Ferrier Research Institute, Victoria University of Wellington, Lower Hutt, New Zealand.
Maurice Wilkins Centre for Molecular Biodiscovery, Auckland, New Zealand.
Nat Immunol. 2023 Sep;24(9):1487-1498. doi: 10.1038/s41590-023-01562-6. Epub 2023 Jul 20.
Malaria is caused by Plasmodium species transmitted by Anopheles mosquitoes. Following a mosquito bite, Plasmodium sporozoites migrate from skin to liver, where extensive replication occurs, emerging later as merozoites that can infect red blood cells and cause symptoms of disease. As liver tissue-resident memory T cells (Trm cells) have recently been shown to control liver-stage infections, we embarked on a messenger RNA (mRNA)-based vaccine strategy to induce liver Trm cells to prevent malaria. Although a standard mRNA vaccine was unable to generate liver Trm or protect against challenge with Plasmodium berghei sporozoites in mice, addition of an agonist that recruits T cell help from type I natural killer T cells under mRNA-vaccination conditions resulted in significant generation of liver Trm cells and effective protection. Moreover, whereas previous exposure of mice to blood-stage infection impaired traditional vaccines based on attenuated sporozoites, mRNA vaccination was unaffected, underlining the potential for such a rational mRNA-based strategy in malaria-endemic regions.

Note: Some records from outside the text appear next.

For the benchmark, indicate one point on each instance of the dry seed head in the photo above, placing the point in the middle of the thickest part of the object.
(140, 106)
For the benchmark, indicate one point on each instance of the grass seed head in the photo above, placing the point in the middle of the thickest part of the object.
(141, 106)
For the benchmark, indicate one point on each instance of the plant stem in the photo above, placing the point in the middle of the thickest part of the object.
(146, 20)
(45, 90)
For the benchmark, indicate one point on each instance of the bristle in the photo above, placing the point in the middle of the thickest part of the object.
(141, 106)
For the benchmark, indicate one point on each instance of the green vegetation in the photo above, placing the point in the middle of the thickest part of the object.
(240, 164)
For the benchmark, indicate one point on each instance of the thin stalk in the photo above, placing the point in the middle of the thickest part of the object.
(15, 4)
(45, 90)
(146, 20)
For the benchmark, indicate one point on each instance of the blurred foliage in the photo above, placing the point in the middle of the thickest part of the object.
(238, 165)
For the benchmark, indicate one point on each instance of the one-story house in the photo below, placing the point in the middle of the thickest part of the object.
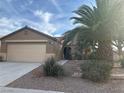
(28, 45)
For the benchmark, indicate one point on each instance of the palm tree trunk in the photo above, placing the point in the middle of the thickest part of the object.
(104, 51)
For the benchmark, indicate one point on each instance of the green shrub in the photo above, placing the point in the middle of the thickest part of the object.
(51, 68)
(96, 71)
(122, 63)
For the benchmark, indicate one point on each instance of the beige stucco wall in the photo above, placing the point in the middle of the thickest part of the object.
(51, 45)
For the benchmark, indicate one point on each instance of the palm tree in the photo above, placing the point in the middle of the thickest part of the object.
(97, 26)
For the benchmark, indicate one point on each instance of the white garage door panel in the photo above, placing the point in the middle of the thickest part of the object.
(26, 52)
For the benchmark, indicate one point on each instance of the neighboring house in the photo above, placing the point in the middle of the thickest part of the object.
(28, 45)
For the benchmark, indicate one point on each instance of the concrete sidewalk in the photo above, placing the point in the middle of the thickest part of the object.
(11, 71)
(19, 90)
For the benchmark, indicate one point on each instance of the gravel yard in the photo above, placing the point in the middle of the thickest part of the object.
(68, 83)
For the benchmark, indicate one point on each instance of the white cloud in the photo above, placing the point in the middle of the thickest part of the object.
(44, 16)
(57, 5)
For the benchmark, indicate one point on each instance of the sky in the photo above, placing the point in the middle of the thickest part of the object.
(49, 16)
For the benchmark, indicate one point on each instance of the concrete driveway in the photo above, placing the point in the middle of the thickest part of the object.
(11, 71)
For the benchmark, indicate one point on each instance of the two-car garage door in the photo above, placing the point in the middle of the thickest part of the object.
(26, 52)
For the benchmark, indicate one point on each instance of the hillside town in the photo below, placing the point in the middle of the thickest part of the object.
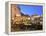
(24, 22)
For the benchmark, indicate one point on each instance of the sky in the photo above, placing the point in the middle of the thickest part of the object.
(31, 9)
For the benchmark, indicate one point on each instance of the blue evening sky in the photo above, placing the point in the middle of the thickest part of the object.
(31, 9)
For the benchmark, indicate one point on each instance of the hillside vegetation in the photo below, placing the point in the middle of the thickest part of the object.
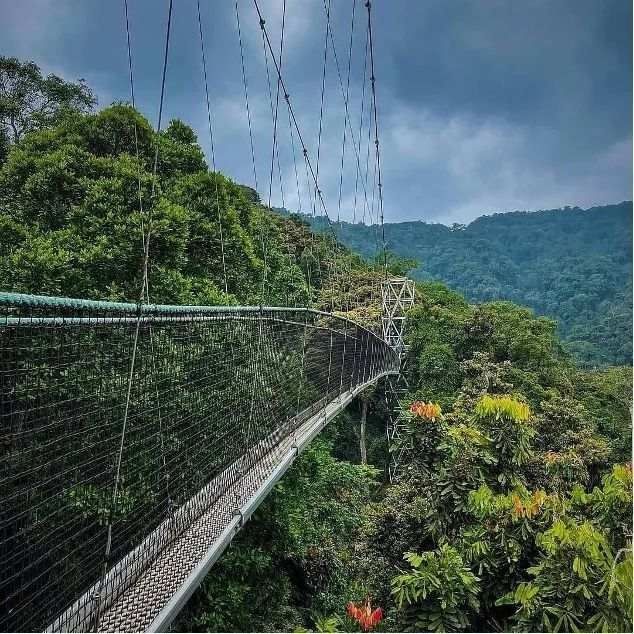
(512, 509)
(571, 264)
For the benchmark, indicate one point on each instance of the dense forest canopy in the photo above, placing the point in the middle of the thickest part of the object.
(512, 509)
(571, 264)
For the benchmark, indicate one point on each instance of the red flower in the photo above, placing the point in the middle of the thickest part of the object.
(430, 411)
(364, 615)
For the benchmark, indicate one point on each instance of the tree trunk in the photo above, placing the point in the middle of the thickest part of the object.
(362, 445)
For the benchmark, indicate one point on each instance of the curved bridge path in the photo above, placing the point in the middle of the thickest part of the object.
(136, 440)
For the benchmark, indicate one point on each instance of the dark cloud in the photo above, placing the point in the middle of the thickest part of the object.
(484, 105)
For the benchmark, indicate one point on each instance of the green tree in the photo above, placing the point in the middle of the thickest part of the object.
(29, 100)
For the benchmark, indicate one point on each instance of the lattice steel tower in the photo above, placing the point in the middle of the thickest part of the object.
(398, 296)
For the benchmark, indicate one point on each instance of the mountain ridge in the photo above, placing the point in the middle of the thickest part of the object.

疟疾是由疟原虫属通过按蚊传播引起的。被蚊子叮咬后,疟原虫孢子从皮肤迁移到肝脏,在肝脏中大量复制,随后作为能够感染红细胞并引起疾病症状的裂殖子出现。由于肝组织驻留记忆 T 细胞(Trm 细胞)最近被证明可以控制肝期感染,我们着手进行基于信使 RNA(mRNA)的疫苗策略,以诱导肝 Trm 细胞来预防疟疾。尽管标准的 mRNA 疫苗不能在小鼠中产生肝 Trm 细胞或预防疟原虫伯氏疟原虫孢子的挑战,但在 mRNA 疫苗接种条件下添加一种激动剂,从 I 型自然杀伤 T 细胞募集 T 细胞辅助,可显著产生肝 Trm 细胞并有效保护。此外,尽管先前的小鼠血期感染会削弱基于减毒孢子的传统疫苗,但 mRNA 疫苗接种不受影响,这凸显了这种合理的基于 mRNA 的策略在疟疾流行地区的潜力。